This article is inspired by both my life experiences, and the song “We Got Two Jealous Agains”, by the band NOFX. Here are some of the lyrics so you get a better idea of what I mean:

I thought you were the one when I heard “Holidays In The Sun” come from your bedroom
but my mind started to stray when I saw ‘Youth of Today’ mixed with your singles
What’s with this Underdog and this GNR EP?
I don’t think Hanoi rocks
and I don’t want your Paul Stanley
next to my Subhumans gatefold
I’m not trying to be a jerk
but I don’t think this record mergers gonna work..
But when I saw Christ on Parade,
and This is Boston, Not LA
I knew you were the one.

True Love

I want to paint picture for you of my teenage dating-self, and the boys (yes at this point they were boys) I used to crush on. When I was 16 I had pink streaks in my hair, wore a lot of black, referred to Mindless Self Indulgence as “genius”, and pretty much thought I was Avril Lavigne. The guys I crushed on were all pretty much carbon copies of each other. Black hair (usually dyed black), thin, studded anything, and (apart from Avril Lavigne) were into the same type of music I was. All of this meant they were perfect for me. In 2001 they were the kids you’d describe as Emo, Punk, or in New York we called them “Rockers”. Of course, I had a boyfriend at the time (who I had nothing in common with) so I never got to do anything more than crush on these guys from a distance. However, I was convinced if I could just be with one of them, my love life would be perfect.

And still, lots of people carry this notion around with them today. If you can just find that one person who can sit through an “Orange Is The New Black” Netflix binge, then he/ she’s the one. Or if I could just meet another lawyer, they’d understand my hectic work hours and we’d be perfect for each other.

What even qualifies as having things in common?

As the years went on, I grew up (slightly) but still was attracted to this type of guy. And then finally, my boyfriend and I broke up and I was free to date one of these elusive Emo guys.

We liked the same music, we liked the same movies, we liked the same bars, and we were attracted to each other. But that’s about as deep as it went. My boyfriend and I dated for a few years, and at first it was a lot of fun. But by the time I hit my early twenties, the fun was gone. I was older and learning a bit more about the world, and realized that this guy and I, apart from our awesome CD collection, really didn’t have anything in common.

For example, I was a democrat, he was a libertarian. I wanted to end up living somewhere warm and sunny, preferably by a beach. He was stuck on the idea of moving to Portland, Oregon. He hated my friends, and I hated his. He mocked my choice of career path, often calling me a sell-out for going to graduate school and wanting to work for “the man”. Needless to say, it didn’t work out.
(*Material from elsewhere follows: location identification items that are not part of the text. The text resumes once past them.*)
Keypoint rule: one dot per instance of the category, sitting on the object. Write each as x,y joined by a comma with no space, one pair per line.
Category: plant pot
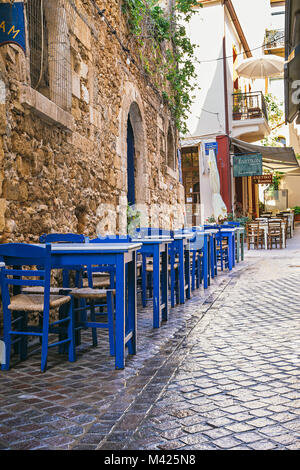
237,116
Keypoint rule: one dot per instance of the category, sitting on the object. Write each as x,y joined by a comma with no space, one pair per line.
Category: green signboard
247,165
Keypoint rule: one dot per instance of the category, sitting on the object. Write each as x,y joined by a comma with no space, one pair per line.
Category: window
49,44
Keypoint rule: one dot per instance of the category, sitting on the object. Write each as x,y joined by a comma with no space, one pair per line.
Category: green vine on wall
162,35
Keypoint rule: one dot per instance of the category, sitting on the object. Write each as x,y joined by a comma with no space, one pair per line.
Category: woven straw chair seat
35,303
97,282
224,247
89,293
40,290
149,267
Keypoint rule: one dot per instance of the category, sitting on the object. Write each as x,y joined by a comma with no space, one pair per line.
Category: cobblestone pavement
222,373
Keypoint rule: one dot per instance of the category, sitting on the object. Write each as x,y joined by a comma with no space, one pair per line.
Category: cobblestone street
222,373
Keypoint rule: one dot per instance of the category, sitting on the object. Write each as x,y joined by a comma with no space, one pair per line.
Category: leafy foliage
171,50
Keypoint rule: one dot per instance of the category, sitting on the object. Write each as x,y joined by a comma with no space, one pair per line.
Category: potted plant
296,210
237,105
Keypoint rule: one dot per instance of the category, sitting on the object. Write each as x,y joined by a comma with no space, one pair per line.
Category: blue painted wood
17,254
205,262
130,164
115,254
156,287
164,284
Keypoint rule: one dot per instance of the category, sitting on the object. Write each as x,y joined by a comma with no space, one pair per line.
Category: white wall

About a year or two after that, I met someone in graduate school who I never expected to like. He didn’t dress like an emo kid, in fact it looked as if he cut his hair quite regularly. It surprised me how hard I fell for this guy, he was so unlike anyone I had ever met. We were just friends, but we would talk for hours about everything. About school, about how we felt about religion, about what we wanted to do with our lives. It was the first time I had a conversation like that with a man in my life (yes, he’s a man. Not because of age but because of maturity), and it had taken me 23 years to find it.

After meeting him, and a few more people down the road, I started to realize what it really means to have something in common with someone. It means you see the world the same way.

Sure, you can find “anyone” to go to a hip bar with you, or a NOFX concert. But how easily can you find someone who will talk to you for hours about how the country is run, and agree. Or how you’d love to live a year abroad, and find out they would too. Or that you both want to have children someday, or you both don’t want to have children any day. These topics are much more important than rooting for the same basketball team.

In the long run, you will stop frequenting concerts as much. You sadly won’t have time to keep up with those season tickets to the games you have. It stinks, but unfortunately the older we get, the busier we get. Our jobs take over, or other things out of our control derail our plans. But when you’re 50 years old, and you are happy with your partner because you both nearly agreed on all decisions concerning money, how to raise your children or not have children, and where you want to live, you’ll look back and be thankful that you made the right choice.